The Highway to Hell Hole
We pulled into Jamestown, SC, three weeks ago and four months too late to make the Hell Hole Swamp Festival. We are parked in front of the festival headquarters, a little building donated by Seaboard Coast Line Railroad. We seem to have missed quite a bit.
In early May the festival was held to observe it's 36th anniversary. The shindig included the Miss, Mrs. ( no Ms it seems ) and Mr. Hell Hole Beauty Pageants, a Bar-B-Que Cook-Off, Whiskey Still display,10K Gator Run, parade, a talent show, a Tobacco Spitting Contest, Horseshoe Pitching Contest and the Moonshine Ball. We don't know whether the festival has an official car, but we're not in the running.

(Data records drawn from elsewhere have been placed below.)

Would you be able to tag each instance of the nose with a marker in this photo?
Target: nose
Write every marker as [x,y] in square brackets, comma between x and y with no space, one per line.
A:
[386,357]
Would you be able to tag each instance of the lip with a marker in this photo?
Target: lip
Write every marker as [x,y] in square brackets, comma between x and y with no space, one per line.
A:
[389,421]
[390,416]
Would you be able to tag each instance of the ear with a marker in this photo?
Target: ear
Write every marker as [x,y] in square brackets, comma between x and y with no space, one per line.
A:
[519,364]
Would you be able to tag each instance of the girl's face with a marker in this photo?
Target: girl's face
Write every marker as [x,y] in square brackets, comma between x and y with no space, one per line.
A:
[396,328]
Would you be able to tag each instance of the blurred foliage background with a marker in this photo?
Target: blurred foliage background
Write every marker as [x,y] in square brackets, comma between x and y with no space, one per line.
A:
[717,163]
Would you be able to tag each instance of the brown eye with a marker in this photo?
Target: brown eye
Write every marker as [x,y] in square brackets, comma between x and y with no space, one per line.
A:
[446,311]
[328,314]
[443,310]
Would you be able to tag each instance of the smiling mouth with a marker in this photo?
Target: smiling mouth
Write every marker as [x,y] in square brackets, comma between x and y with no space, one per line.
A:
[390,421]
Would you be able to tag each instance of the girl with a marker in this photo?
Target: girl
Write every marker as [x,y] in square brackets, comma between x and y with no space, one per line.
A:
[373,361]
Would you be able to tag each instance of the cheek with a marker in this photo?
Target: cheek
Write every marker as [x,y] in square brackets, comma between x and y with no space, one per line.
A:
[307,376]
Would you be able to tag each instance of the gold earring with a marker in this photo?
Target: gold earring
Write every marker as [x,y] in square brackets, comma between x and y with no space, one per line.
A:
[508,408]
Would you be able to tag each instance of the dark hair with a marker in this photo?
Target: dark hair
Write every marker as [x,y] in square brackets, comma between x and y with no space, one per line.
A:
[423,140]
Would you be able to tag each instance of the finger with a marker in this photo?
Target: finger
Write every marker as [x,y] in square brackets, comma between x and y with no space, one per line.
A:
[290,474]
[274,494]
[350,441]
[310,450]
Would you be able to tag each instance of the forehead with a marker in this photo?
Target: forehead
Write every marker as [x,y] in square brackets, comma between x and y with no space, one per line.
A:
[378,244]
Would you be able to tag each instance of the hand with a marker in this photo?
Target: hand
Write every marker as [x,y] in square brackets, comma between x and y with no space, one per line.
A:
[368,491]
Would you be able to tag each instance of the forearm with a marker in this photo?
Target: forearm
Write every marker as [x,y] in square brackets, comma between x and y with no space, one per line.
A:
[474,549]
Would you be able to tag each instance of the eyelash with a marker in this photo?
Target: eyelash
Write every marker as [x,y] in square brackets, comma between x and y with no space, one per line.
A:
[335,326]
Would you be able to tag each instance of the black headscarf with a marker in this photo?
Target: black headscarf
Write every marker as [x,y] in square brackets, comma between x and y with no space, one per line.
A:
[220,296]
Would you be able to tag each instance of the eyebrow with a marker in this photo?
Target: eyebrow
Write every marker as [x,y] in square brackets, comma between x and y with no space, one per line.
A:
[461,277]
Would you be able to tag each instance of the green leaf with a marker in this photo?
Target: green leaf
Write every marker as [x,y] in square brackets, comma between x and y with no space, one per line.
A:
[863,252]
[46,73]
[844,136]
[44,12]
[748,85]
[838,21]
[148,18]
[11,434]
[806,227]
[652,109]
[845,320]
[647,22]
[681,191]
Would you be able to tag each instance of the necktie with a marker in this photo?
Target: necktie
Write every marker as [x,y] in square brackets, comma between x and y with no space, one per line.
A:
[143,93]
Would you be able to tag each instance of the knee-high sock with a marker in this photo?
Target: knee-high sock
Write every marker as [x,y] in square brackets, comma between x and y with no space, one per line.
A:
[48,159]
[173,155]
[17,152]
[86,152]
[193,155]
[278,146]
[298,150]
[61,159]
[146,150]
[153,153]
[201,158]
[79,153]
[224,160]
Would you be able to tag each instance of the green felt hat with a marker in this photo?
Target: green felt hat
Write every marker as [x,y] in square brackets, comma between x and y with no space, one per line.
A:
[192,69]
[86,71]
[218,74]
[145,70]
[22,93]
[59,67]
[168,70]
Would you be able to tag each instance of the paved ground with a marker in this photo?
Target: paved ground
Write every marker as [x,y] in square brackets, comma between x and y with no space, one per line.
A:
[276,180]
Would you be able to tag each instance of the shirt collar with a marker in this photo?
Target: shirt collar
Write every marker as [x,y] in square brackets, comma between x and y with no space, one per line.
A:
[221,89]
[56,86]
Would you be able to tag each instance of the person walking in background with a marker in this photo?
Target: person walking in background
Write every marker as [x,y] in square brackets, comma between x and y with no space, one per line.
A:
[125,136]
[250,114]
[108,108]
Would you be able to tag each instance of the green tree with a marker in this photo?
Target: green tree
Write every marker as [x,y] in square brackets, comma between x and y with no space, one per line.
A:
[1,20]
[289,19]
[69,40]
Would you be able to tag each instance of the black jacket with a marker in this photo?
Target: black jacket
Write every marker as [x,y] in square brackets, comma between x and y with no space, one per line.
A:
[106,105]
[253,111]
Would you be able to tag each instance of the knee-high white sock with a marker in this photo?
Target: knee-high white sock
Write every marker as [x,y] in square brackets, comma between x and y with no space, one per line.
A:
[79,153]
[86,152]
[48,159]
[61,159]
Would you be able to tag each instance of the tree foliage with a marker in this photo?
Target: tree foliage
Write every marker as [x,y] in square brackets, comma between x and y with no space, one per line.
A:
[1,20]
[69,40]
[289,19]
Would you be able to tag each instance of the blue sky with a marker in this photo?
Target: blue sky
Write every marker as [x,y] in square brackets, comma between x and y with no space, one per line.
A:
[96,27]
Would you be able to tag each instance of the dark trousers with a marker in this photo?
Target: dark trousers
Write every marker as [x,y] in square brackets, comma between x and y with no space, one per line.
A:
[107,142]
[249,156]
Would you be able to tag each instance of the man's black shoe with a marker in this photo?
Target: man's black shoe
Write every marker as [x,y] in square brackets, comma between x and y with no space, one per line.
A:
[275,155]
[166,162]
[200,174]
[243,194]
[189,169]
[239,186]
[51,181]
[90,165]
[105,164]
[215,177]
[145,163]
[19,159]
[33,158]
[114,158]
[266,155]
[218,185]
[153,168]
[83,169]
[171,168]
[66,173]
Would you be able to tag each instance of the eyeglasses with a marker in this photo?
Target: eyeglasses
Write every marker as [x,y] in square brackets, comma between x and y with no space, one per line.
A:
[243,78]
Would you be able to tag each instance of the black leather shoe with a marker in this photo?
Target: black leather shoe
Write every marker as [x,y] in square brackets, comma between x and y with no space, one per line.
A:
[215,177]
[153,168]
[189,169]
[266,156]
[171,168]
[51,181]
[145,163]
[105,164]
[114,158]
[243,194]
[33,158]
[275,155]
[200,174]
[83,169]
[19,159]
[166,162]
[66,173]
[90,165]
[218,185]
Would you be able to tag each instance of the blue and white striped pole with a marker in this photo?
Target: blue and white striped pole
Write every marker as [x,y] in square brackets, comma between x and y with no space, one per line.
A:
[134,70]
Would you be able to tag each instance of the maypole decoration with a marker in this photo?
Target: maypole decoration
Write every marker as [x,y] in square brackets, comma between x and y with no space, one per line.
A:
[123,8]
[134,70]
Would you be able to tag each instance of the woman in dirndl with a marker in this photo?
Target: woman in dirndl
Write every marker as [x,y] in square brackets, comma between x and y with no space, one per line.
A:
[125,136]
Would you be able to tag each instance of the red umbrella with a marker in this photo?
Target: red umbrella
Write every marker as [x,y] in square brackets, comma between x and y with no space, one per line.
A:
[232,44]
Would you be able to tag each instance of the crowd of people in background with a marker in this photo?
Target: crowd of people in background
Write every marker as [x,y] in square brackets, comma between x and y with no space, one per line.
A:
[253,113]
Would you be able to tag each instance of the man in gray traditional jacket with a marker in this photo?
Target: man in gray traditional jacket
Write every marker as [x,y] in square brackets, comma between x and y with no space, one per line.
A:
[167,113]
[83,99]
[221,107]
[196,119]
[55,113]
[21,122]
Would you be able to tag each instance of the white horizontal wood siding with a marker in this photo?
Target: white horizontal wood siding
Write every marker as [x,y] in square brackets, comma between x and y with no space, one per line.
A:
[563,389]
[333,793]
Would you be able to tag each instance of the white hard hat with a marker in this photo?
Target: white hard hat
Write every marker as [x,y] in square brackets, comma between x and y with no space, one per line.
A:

Running is a feature of this festival. The Hell Hole Gator Trot is the oldest 10 Kilometer race in the state. You must always stipulate that it is a people race rather than a NASCAR sanctioned event in these parts. Only the first and last mile is paved. The rest is run on crushed-rock logging roads that, depending on rainfall the days before the race, can range anywhere between hard and dusty to shoe-swallowing mush. May is springtime in many places, but it's pretty close to summer here. It's no Alpine retreat, but it draws runners from far and wide.
Everyone in South Carolina knows the name of this place, but few know the origin of that name. During the Revolutionary War in a letter to King George, General Cornwallis called the swamp—from which Francis Marion and his band of guerrillas mounted their attacks upon the British troops and then vanished—"one hell of a hole of a swamp." So it is the derision of the British Empire rather than the Chamber of Commerce which hatched the name.
Not everyone knows where the festival is held nor do they know how to get to Jamestown. You just get on the Ocean Highway, US 17 North, out of Charleston to McClellanville. There take a left on Hwy 45 which intersects with Hwy 41 at Jamestown. It's the highway to Hell Hole.